We define the sequence of Fibonacci numbers $(F_n)_{n \geqslant 0}$ as follows: $$F_n= \begin{cases} 0 & \text{if $n=0$} \\ 1 & \text{if $n=1$} \\ F_{n-1}+F_{n-2}& \text{if $n>1$} \end{cases}$$ The sequence goes as follows : $0,1,1,2,3,5,8,13,\ldots$
Furthermore, we define $(a_n)_{n \geqslant 0}$ as follows: $$a_n=\sum_{i=0}^n 2^{F_i} = 2^{F_0}+2^{F_1}+\ldots+2^{F_n}$$ The sequence goes as follows : $1,3,5,9,17,49,305,8497,\ldots$
Question : Are there infinitely many primes dividing some element of $(a_n)$?
Haran's edit:
I believe that this might be related to Kobayashi's Theorem:
Let $M$ be an infinite set of positive integers such that the set of prime divisors of the numbers in $M$ is finite. Then, the set of primes dividing the numbers in the set: $$M+a=\{m+a \mid m \in M \}$$ is infinite, where $a$ is a non-zero fixed integer.
Great question! First, let a prime $p \mid a_n$. We can see that $a_0=2^{F_0}=2^0=1$ and thus $a_0$ is odd. Furthermore, $2^{F_n}$ is even for $n \geqslant 1$, and thus $a_n$ is odd for all $n \in \mathbb{Z_0}$ (non-negative integers). This means that $p$ is an odd prime.
Now, observe the Fibonacci numbers modulo $m$. We have $F_0 \equiv 0 \pmod{m}$, $F_1 \equiv 1 \pmod{m}$ and by the recursive formula for Fibonacci Numbers: $$F_{n+2} \equiv F_{n+1}+F_n \pmod{m}$$ where $n \in \mathbb{Z_0}$. It is easy to see by the Pigeonhole Principle that $(F_{n+1},F_n) \bmod{m}$ must repeat. Then, we can retrace using $F_{n-1} \equiv F_{n+1}-F_n \pmod{m}$ to see that we have $F_x \equiv 0 \pmod{m}$ and $F_{x+1} \equiv 1 \pmod{m}$ for some $x \in \mathbb{N}$. The smallest such $x$ becomes the period of $F \bmod m$ and is known as the Pisano Period. We shall make use of the same in our proof.
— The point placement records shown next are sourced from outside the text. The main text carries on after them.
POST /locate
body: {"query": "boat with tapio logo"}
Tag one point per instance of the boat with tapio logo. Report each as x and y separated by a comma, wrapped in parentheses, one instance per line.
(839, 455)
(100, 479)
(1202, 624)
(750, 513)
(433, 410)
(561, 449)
It is clear that $2^{p-1} \equiv 1 \pmod{p}$ by Fermat's Little Theorem. Thus, we have: $$x \equiv y \pmod{p-1} \implies 2^x \equiv 2^y \pmod{p}$$ Now, let $\pi(p-1)$ be the Pisano Period of the Fibonacci Numbers modulo $p-1$. Consider $a_k$ for $p\pi(p-1) \mid k$. We have:
$$a_k=\sum_{i=0}^k 2^{F_i} = 2^{F_k}+\sum_{i=0}^{k-1} 2^{F_i} = 2^{F_k}+\frac{k}{\pi(p-1)}\sum_{i=0}^{\pi(p-1)-1} 2^{F_i} \equiv 2^{F_k} \equiv 1\pmod{p}$$ as $p \mid \frac{k}{\pi(p-1)}$ and $F_k \equiv 0 \pmod{p-1}$ since $\pi(p-1) \mid k$. Thus, we have:
$$p\pi(p-1) \mid k \implies a_k \equiv 1 \pmod{p}$$
Now, assume that there are only finitely many possible prime divisors for $(a_n)$. Let the set of all such prime divisors be $S$. Simply consider: $$k=\prod_{p \in S} p\pi(p-1) \implies a_k \equiv 1 \pmod{p}$$ for every $p \in S$. This is clearly a contradiction as $a_k$ does not have any prime factor since none of the primes in $S$ divide $a_k$.
Hence, the sequence $(a_n)$ must contain infinitely many prime factors, and we are done!